We need new terms of abuse for our politics because the old ones just won’t do. It’s impolite to be inadequately rude and, frankly, our targets shouldn’t have to put up with put-downs that miss the mark.

Yes, we have our share of champagne socialists, armchair revolutionaries, proto-fascists, unreconstructed dinosaurs, radical chic, roiling racists, blogging blowhards and blustering bigots. But those terms are not enough.

We could import some new terms. Kleptocrats. Kakistocrats. Both useful and necessary. And all those Ks suggest a neologism, Konkoscrats. Still not enough.

Pornocrats. A lovely word, coined by the ancient Greeks and recycled to describe the 10th-century papacy, which was in bed with the powerful and allegedly corrupt Theophylacti family and its allies. Wicked tongues say it applies both to the days of yore and the days of Yorgen. But it’s not what I’m looking for.

The standard terms of invective follow a pattern. People who style themselves as left-wing are accused of being hypocrites and patronising, out of touch with the very people they’re trying to save.

If the left is accused of lacking character, the right is usually charged with lacking brains and sophistication. In both cases, however, it’s assumed they know what they stand for. They just have a hard time getting what they say to fit the way things are.

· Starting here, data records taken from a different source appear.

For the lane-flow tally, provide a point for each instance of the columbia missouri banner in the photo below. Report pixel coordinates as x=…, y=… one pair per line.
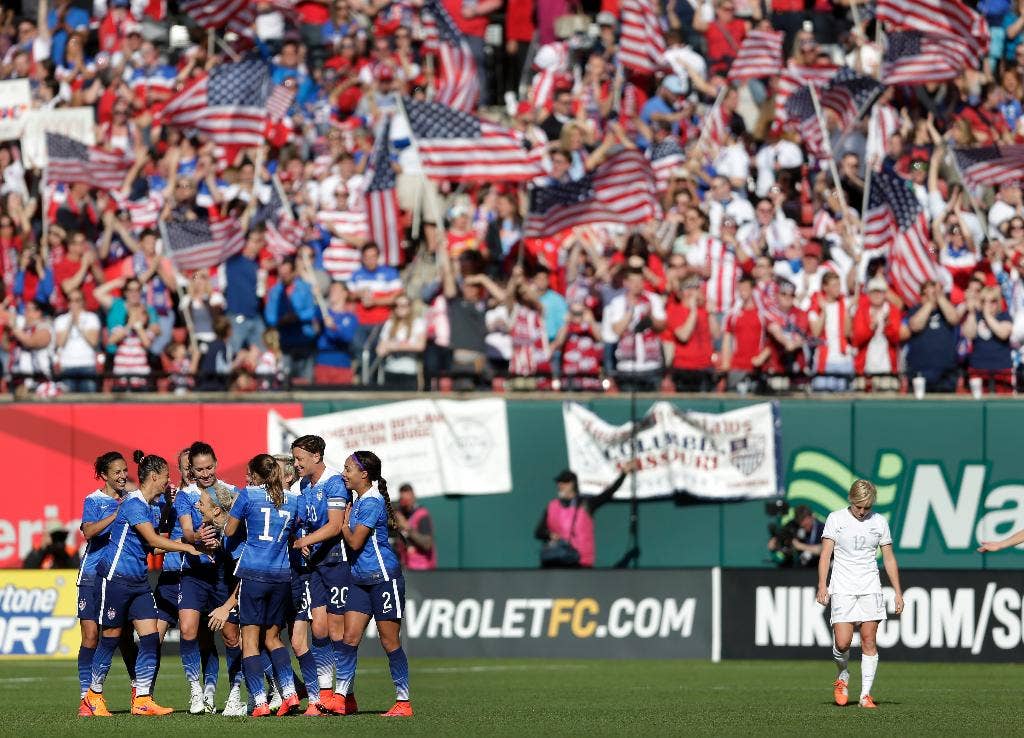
x=558, y=614
x=38, y=613
x=438, y=446
x=710, y=456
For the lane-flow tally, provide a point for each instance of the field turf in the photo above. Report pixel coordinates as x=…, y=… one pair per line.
x=556, y=697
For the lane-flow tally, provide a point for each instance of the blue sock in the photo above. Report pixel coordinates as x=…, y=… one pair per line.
x=254, y=679
x=399, y=673
x=101, y=661
x=307, y=664
x=344, y=658
x=233, y=654
x=145, y=666
x=189, y=658
x=283, y=668
x=85, y=667
x=325, y=661
x=211, y=668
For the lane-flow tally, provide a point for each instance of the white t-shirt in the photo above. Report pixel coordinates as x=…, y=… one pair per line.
x=77, y=352
x=855, y=570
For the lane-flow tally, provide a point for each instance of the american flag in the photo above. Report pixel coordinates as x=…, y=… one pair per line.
x=72, y=161
x=228, y=105
x=760, y=55
x=991, y=165
x=665, y=158
x=641, y=44
x=382, y=201
x=895, y=217
x=621, y=190
x=460, y=146
x=458, y=81
x=202, y=244
x=913, y=57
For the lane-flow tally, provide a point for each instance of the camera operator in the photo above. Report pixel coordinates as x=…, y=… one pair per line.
x=798, y=544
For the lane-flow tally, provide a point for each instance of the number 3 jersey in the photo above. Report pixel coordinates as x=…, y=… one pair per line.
x=267, y=529
x=855, y=569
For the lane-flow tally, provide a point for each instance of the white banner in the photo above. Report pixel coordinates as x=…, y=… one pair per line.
x=438, y=446
x=711, y=456
x=15, y=101
x=75, y=123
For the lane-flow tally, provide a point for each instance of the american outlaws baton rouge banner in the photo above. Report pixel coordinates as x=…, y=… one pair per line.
x=711, y=456
x=438, y=446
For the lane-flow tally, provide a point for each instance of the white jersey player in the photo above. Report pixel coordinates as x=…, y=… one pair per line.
x=851, y=539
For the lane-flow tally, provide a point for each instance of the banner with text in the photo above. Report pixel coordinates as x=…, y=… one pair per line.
x=711, y=456
x=438, y=446
x=558, y=614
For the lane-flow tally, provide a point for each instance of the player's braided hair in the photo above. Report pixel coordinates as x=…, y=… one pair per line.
x=264, y=468
x=369, y=463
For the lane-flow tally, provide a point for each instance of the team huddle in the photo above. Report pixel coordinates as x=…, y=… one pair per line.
x=302, y=547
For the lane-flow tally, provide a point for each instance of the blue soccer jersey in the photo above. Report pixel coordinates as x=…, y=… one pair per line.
x=124, y=557
x=96, y=507
x=267, y=529
x=330, y=492
x=376, y=561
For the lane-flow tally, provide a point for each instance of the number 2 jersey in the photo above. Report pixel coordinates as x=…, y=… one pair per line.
x=855, y=569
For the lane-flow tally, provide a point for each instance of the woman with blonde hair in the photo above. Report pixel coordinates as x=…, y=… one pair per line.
x=851, y=538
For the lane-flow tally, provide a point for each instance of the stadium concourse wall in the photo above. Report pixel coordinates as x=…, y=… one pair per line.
x=948, y=472
x=950, y=615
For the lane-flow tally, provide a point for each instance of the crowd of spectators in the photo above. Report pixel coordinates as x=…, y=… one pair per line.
x=92, y=302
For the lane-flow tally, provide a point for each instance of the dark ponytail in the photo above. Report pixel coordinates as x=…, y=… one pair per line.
x=265, y=468
x=103, y=462
x=371, y=464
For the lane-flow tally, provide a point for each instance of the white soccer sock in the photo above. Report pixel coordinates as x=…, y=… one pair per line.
x=842, y=659
x=868, y=665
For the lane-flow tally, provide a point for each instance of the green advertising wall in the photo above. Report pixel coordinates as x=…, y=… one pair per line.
x=948, y=473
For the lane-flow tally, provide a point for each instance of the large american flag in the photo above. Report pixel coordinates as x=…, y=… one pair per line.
x=202, y=244
x=72, y=161
x=382, y=201
x=760, y=55
x=458, y=80
x=621, y=190
x=991, y=165
x=457, y=145
x=914, y=57
x=895, y=218
x=641, y=43
x=228, y=105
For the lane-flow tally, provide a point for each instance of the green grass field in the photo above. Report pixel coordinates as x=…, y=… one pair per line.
x=541, y=697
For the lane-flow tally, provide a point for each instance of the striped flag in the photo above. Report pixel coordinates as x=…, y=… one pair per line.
x=382, y=200
x=991, y=165
x=458, y=81
x=641, y=44
x=895, y=218
x=202, y=244
x=463, y=147
x=621, y=190
x=913, y=57
x=228, y=105
x=72, y=161
x=760, y=55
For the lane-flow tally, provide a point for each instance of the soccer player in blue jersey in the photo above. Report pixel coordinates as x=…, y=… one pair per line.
x=325, y=497
x=378, y=589
x=269, y=516
x=98, y=512
x=125, y=593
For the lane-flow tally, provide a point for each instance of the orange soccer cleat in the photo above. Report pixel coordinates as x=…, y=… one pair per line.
x=144, y=705
x=840, y=692
x=401, y=708
x=93, y=705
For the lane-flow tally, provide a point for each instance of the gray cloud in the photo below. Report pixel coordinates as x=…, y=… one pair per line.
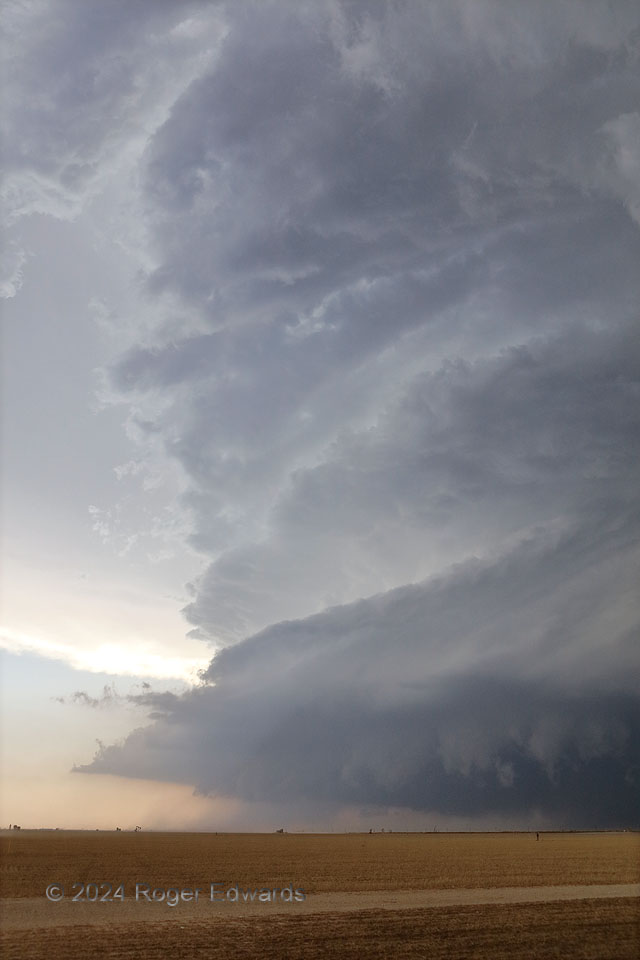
x=400, y=242
x=492, y=690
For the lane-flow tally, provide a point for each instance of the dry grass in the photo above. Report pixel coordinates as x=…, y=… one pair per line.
x=579, y=930
x=352, y=862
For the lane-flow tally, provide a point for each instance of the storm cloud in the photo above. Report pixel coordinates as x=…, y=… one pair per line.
x=384, y=324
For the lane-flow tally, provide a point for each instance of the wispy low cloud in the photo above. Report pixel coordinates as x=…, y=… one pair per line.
x=504, y=687
x=399, y=244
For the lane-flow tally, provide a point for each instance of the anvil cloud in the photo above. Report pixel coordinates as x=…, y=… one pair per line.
x=385, y=324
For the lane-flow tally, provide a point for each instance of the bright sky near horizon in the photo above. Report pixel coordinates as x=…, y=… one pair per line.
x=320, y=413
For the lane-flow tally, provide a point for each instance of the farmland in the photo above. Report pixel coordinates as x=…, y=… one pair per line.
x=379, y=895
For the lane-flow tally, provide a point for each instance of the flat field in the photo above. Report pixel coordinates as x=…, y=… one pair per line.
x=569, y=895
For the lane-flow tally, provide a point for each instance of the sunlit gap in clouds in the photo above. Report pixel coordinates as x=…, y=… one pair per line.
x=134, y=658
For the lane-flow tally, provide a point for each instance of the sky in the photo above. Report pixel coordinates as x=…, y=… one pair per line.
x=321, y=414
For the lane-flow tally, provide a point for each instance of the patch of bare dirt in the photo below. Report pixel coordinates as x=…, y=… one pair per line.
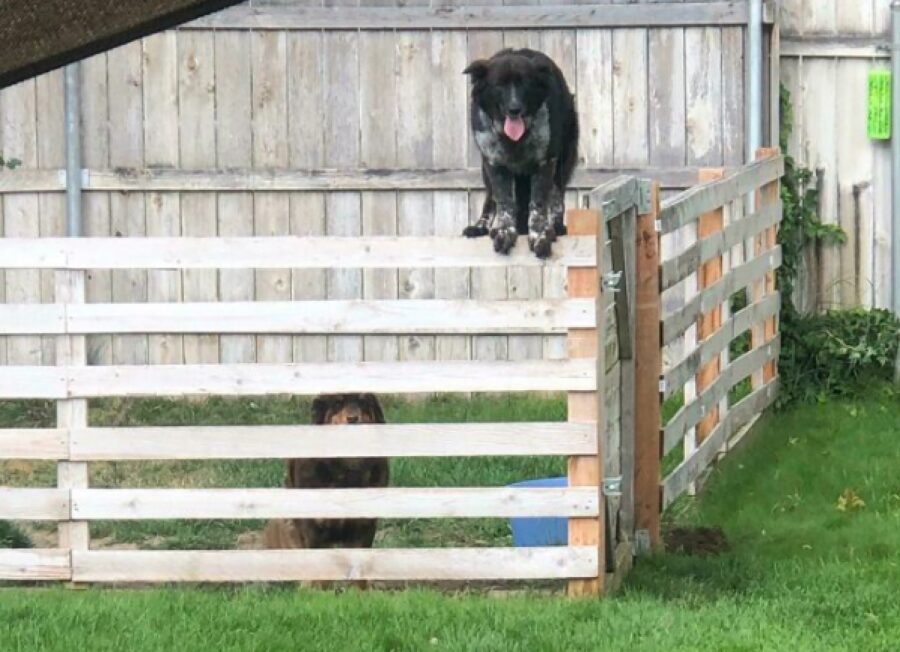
x=697, y=541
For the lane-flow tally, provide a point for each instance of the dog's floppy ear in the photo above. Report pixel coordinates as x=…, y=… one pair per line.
x=321, y=405
x=477, y=70
x=373, y=407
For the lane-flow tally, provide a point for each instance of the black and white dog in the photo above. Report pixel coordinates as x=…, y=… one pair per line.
x=526, y=127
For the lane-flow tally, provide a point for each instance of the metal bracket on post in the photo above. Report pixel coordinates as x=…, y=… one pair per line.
x=612, y=487
x=645, y=191
x=611, y=281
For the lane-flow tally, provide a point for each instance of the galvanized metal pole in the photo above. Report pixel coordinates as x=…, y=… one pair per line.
x=895, y=168
x=74, y=224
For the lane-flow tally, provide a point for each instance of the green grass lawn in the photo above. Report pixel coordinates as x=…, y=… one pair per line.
x=811, y=508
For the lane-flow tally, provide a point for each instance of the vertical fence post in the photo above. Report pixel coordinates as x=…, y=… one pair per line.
x=587, y=407
x=71, y=413
x=760, y=335
x=710, y=272
x=648, y=367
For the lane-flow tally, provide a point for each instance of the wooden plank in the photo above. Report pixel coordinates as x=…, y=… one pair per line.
x=323, y=565
x=308, y=219
x=678, y=480
x=239, y=253
x=678, y=268
x=280, y=442
x=34, y=504
x=449, y=139
x=313, y=379
x=648, y=365
x=587, y=406
x=234, y=148
x=631, y=114
x=468, y=502
x=710, y=321
x=667, y=97
x=33, y=444
x=21, y=211
x=692, y=413
x=96, y=205
x=71, y=413
x=51, y=152
x=828, y=46
x=486, y=284
x=378, y=149
x=524, y=282
x=595, y=96
x=197, y=149
x=703, y=76
x=271, y=211
x=35, y=564
x=736, y=278
x=293, y=16
x=309, y=177
x=125, y=74
x=415, y=210
x=307, y=317
x=735, y=326
x=689, y=205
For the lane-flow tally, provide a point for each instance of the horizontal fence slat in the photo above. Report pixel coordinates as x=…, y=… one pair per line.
x=739, y=323
x=298, y=379
x=692, y=413
x=681, y=266
x=17, y=382
x=467, y=502
x=33, y=504
x=34, y=564
x=740, y=414
x=292, y=180
x=331, y=252
x=735, y=279
x=33, y=443
x=375, y=440
x=296, y=17
x=689, y=205
x=409, y=317
x=323, y=565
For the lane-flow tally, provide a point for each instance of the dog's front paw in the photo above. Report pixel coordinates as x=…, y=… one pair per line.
x=475, y=231
x=542, y=243
x=504, y=239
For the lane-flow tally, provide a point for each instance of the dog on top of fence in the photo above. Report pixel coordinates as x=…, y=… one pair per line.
x=526, y=127
x=333, y=409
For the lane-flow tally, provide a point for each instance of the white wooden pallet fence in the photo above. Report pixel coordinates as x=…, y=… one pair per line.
x=74, y=443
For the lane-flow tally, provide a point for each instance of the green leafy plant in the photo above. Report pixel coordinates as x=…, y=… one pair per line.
x=835, y=353
x=12, y=537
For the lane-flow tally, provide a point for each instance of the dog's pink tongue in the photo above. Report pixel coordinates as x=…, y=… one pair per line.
x=514, y=128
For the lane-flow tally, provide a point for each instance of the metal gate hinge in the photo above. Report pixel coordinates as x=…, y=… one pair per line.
x=612, y=486
x=611, y=281
x=645, y=189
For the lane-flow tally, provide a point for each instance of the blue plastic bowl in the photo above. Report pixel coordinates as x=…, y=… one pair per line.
x=534, y=532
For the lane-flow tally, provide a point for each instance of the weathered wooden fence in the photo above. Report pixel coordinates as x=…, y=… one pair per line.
x=283, y=119
x=731, y=262
x=598, y=374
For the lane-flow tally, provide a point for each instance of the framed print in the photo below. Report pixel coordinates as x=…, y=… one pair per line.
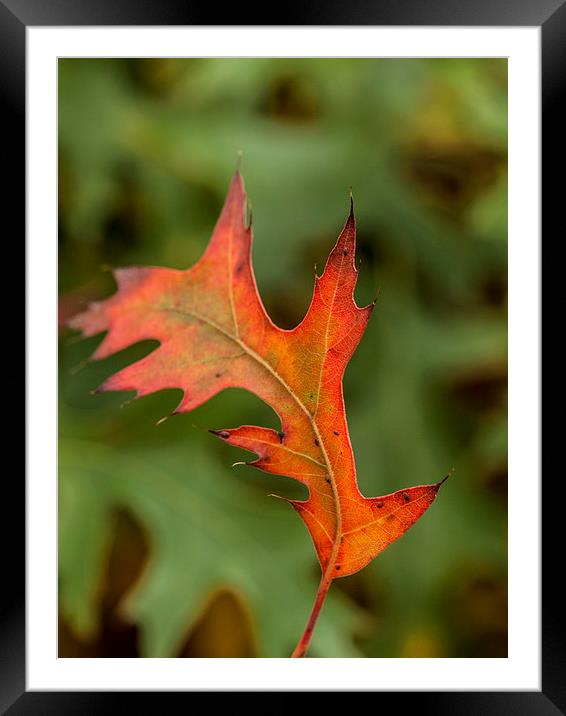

Kleptocrats (reigning thieves) and kakistocrats (ruling incompetents), like konkoscrats and pornocrats, know what they want. It’s just that their purposes are as unscrupulous as the means they use to achieve them.

Our standard invective is designed for politicians who use corrupt or incompetent means to achieve their ends. What do we do with politicians who seem to know all about the means but appear to be confused about what they stand for?

Some examples. Robert Abela routinely says he stands for ‘discipline’, ‘rule of law’ and ‘accountability’ in explaining why he’s not going to do anything about ministers or senior officials who defy accountability, etc.

Bernard Grech is less of an offender but, still, he recently sternly admonished Abela not to fritter away public funds on patronage because the common good’ should be distributed equitably.

The common good refers to something indivisible, like the environment or heritage. Grech mouthed a word often on his predecessors’ lips; he then reversed what the very values it stood for.

A lapsus? Maybe but it’s such a howler that it makes you wonder if he knows what such a fundamental terms means, just as Abela uses ‘rule of law’ in a nonsensical manner.

This week, our environment minister penned an op-ed for this newspaper, promising us that the country will go ‘from grey to green’ – even as the roadworks and rampant development continue unabated. He detached words from meaning.

His colleague, the justice minister, wrote another op-ed, expressing mystification that his government could be thought hostile to the media. Why, he says, we rewrote the law on the media, as though words on paper change everything.

It’s as though no one has heard different media houses explain just what is hostile in the government’s attitude, from using state-sponsored advertising as a weapon to the intimidation of journalists.

It’s as though politics has become an open-mike talent show, with the locals stepping up to give us their Elvis- Ranier Fsadni

It’s an old trick for politicians to treat their audience as stupid. But here we have politicians being prepared to appear stupid themselves. It’s a special way of showing yourself to be out of touch. Let’s call it karaoke politics.

The karaoke politician can be of the left, right or centre. He mouths a familiar tune but it’s not his.

He doesn’t think he’s expected to sing it perfectly. He doesn’t even think he’s expected to feel the song or make any pretence of adequate performance.

What matters is that he shows loyalty to the song. He wants us to know he loves the original and is a fan of the singer who made it famous. Other than that, he feels free to sing it as though he’s in the shower.

As for us, we’re expected to reward the enthusiasm and audacity in going on stage before the rest of us. Our part is not to nitpick the talent but to sing along.

We have karaoke socialists, karaoke patriots, karaoke liberals, karaoke conservatives and karaoke Christian Democrats. What unites them all is the idea that all they need to do is remind us, somehow, of some historical figure.

It’s as though politics has become an open-mike talent show, with the locals stepping up to give us their Elvis.

There’s a reason why karaoke politics belongs to our time. It’s not because ideology has disappeared. It’s because it has become invisible.

The most important doctrines of our politics are usually unstated and barely debated: power is personalised. Citizens are primarily consumers. Decisions are utilitarian, the greatest happiness for the greatest number  and the greatest happiness is measure in money. Public employment is there for patronage. That’s just for starters.

These assumptions are widely shared. It’s why, increasingly, voters and politicians themselves find it easy on their conscience to shift allegiances. The ideology seems natural.

Our politics has forgotten how to debate the very purposes of our public policies. We’re left debating the means. The old purposes and ends, devised two generations ago, sound hollow. Our politicians mouth them like golden oldies, while the kleptocrats slide in their private purposes and persuade us they’re our own.